• The speed of the rock is, $v=12 \text{m/s}$.
• The angle of the hill is, $\theta =36°$.
• The coefficient of kinetic friction is, ${\mu }_k=0.45$.
• The coefficient of static friction is, ${\mu }_s=0.65$.

The coefficient of friction is the amount of friction that occurs when one surface slides over another surface.
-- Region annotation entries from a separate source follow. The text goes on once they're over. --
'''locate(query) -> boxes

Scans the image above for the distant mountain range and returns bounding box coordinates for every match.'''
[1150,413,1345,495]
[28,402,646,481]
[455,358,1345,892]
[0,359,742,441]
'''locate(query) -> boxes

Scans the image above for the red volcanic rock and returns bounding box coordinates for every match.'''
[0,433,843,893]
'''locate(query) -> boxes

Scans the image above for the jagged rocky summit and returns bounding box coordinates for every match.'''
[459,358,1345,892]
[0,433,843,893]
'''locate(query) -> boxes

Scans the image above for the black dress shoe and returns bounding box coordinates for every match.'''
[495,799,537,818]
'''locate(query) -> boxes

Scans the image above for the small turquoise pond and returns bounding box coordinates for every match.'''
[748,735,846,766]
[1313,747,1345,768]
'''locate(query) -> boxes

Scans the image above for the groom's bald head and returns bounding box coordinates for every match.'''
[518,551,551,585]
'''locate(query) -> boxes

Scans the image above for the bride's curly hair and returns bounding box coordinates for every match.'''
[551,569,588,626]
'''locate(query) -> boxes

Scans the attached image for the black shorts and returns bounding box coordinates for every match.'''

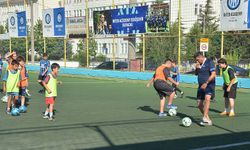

The less value of coefficient of friction indicates that less force is required for sliding a surface over another surface.

From the free body diagram as shown above the expression for force at y-axis can be expressed as,

$$\begin{gathered} \sum F_y=0 \\ {R}_N-m g \cos \theta =0 \\ {R}_N=m g \cos \theta \end{gathered}$$

Here $R_N$ is the normal reaction force, m is the mass of the rock, g is the acceleration due to gravity.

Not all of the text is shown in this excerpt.